A personal wisdom journey is a truly fantastic and magical path to travel down. I wouldn’t change it for anything. I’m also quite good at assisting other people along their own personal wisdom journey as I have an extremely large tool box to pull from and an all-encompassing perspective. Let me know if you’d like some help starting out on your own journey or if you need a new perspective on a well-worn path you’re already traveling. Contact me! I’d love to help.

I Met My 100 Year Old Self Today and She Told Me to Dance :)

I met my 100 year old self today in a meditation. She was so great! She was healthy, spirited, and had a mischievous glint in her eyes. I asked her some questions and man did she seriously blow my mind. The answers I got were different from what my 46 year old brain tells me. Super fascinating!

A bit of balancing practice today!

Then I thought about how much I’ve learned by trying to do things the way someone else told me to. At first I was like, man, what a waste of time and years of my life. But then it came to me that all of those moments led me here. To my now. To this experience of being able to do things in my own way. To listen to my own experiential wisdom. To listen to my own body. To listen to my own heart. To listen to all of me.
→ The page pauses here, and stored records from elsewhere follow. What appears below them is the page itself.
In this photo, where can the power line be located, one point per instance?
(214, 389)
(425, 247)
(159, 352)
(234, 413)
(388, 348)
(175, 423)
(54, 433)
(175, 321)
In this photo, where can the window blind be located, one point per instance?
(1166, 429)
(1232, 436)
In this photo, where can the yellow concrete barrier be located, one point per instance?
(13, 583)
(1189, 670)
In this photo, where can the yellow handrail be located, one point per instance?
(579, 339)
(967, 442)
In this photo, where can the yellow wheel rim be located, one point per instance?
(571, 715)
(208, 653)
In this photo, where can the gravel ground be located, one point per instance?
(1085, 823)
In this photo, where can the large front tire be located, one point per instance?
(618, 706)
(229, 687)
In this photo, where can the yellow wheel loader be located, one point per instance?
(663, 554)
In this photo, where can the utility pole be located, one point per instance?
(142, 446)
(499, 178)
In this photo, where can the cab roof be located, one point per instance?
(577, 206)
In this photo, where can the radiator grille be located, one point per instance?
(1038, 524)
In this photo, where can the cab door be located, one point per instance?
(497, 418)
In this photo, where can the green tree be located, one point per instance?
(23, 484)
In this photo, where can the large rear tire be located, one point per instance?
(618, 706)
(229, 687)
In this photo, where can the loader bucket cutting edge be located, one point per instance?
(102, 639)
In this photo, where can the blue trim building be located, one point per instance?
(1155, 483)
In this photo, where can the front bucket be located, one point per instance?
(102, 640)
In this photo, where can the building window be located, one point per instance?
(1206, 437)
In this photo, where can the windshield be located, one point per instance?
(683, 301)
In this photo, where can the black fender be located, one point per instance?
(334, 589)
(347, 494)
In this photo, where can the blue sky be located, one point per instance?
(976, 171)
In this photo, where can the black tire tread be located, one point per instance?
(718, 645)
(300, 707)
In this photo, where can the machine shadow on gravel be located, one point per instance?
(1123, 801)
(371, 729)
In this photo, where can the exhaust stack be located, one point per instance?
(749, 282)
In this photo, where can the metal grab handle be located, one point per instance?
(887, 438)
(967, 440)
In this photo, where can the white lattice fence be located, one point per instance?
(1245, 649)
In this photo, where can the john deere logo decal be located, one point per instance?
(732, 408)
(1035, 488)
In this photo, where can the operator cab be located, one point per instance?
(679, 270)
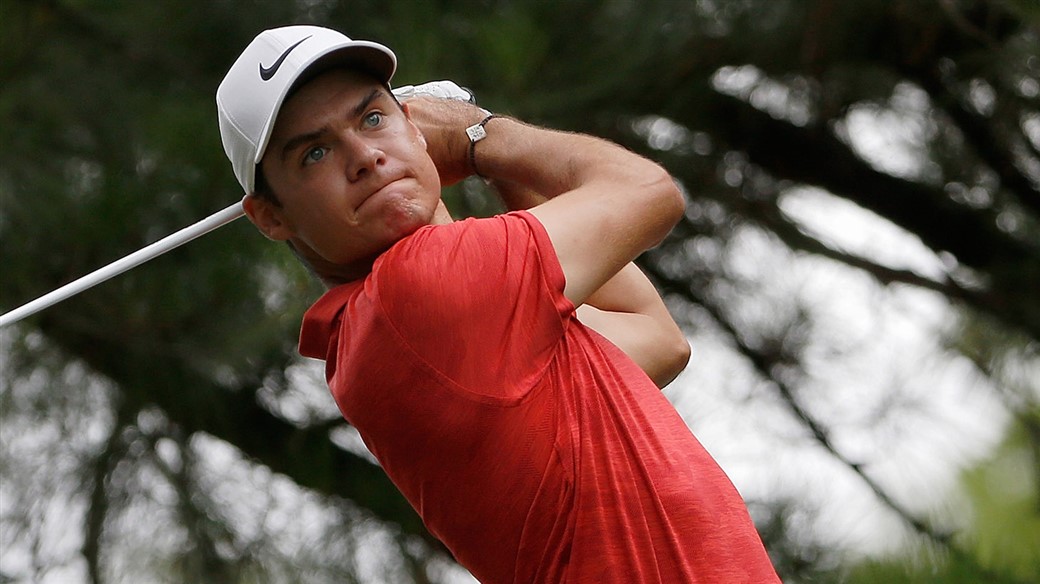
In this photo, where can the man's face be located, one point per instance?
(349, 168)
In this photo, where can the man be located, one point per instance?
(529, 435)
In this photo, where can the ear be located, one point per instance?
(269, 218)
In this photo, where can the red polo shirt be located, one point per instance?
(530, 446)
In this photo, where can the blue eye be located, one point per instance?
(314, 155)
(372, 120)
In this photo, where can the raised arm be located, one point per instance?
(601, 206)
(626, 310)
(605, 204)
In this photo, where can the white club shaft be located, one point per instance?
(133, 260)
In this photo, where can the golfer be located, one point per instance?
(504, 371)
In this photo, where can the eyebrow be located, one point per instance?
(294, 142)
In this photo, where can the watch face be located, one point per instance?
(476, 132)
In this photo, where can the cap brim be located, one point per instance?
(370, 57)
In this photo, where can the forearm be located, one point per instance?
(626, 310)
(629, 313)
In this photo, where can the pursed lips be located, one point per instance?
(381, 190)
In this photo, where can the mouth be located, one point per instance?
(384, 191)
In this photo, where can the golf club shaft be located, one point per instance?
(133, 260)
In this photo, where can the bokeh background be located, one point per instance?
(858, 272)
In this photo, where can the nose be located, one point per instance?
(363, 157)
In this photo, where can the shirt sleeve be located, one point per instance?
(481, 300)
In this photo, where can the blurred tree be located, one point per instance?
(171, 395)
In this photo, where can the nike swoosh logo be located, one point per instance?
(267, 72)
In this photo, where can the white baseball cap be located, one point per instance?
(250, 97)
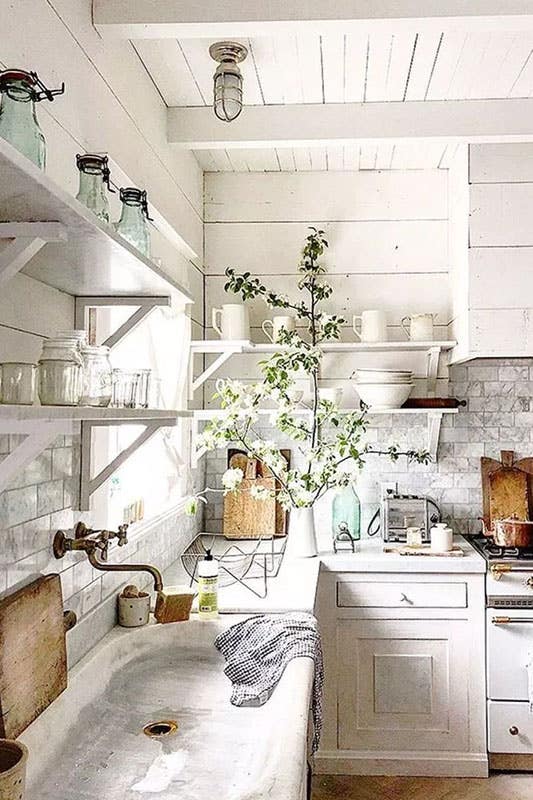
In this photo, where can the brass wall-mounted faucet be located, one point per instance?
(97, 547)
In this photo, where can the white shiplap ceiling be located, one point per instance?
(337, 68)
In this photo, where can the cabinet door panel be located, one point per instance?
(402, 684)
(407, 594)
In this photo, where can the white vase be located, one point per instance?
(302, 533)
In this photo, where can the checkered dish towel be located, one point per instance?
(257, 651)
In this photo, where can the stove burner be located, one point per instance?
(490, 550)
(496, 551)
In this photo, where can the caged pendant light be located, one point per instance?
(227, 80)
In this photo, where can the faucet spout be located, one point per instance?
(153, 571)
(93, 545)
I’ll save my 100 year old self’s answers for another post in case you want to try it too. Then you’ll have a clean slate for hearing your answers. So just get into any comfortable position and consciously relax your body while taking a few slow breaths. Then imagine your 100 year old self standing in front of you. Take it all in!

What does your 100 year old self have to say about relationships? Love? Living life? Health? Your body? Work? What you do? How you speak? How you treat yourself? How you treat others? Worry and stress? Happiness? What’s really important to you? And any other questions you come up with… Ask them! And listen. Good stuff!

Share something that surprised you! Or something you weren’t expecting. I’d love to hear what you have to say in the comments below.

No Such Thing as Doing My Life Wrong

Even though I missed a few dance days (ok ok more like a week) during the holiday season, I’m still enjoying my daily dance experience. After missing the first day I found myself getting really down and almost punishing myself by saying ‘Oh great. Now you messed it all up. You have to start all over or you aren’t doing the 30 days right.’ Heavy.

In the spirit of self-reflection I took time to ponder my automatic thoughts and feelings and where they came from. The perfectionist in me, which is a remnant of my childhood, thinks that if I do something wrong then I’m in trouble. In physical danger even!

Not a healthy place to be mentally and can really send me into a dark spiral. So I soothed myself with the reminder that a new day will come and there’s something to learn here, plus it’s my daily dance experience so I really can’t do it wrong. This is one of the core things the whole program stresses anyway.

I can’t do it wrong. Music to my perfectionist’s ears and allows her take a step back a bit. So after that thought I felt much better and decided that even thinking about dancing was part of my experience. I can’t do it wrong. The days I missed my physical dance were not in vain. I thought about dancing and noticed how my body felt without it. Priceless.

So here I am, on day 22 of the 30 day challenge and I feel great about it. Yay! There’s something about moving my body freely to music that is indescribable. Meditation, prayer, immersion, love, beauty, joy, wonder, freedom are some words that come close but still don’t reach the true heart of the experience. I’m being drawn to share this experience with others somehow but the details haven’t appeared yet.

I wait patiently. They will show up soon. I can feel it.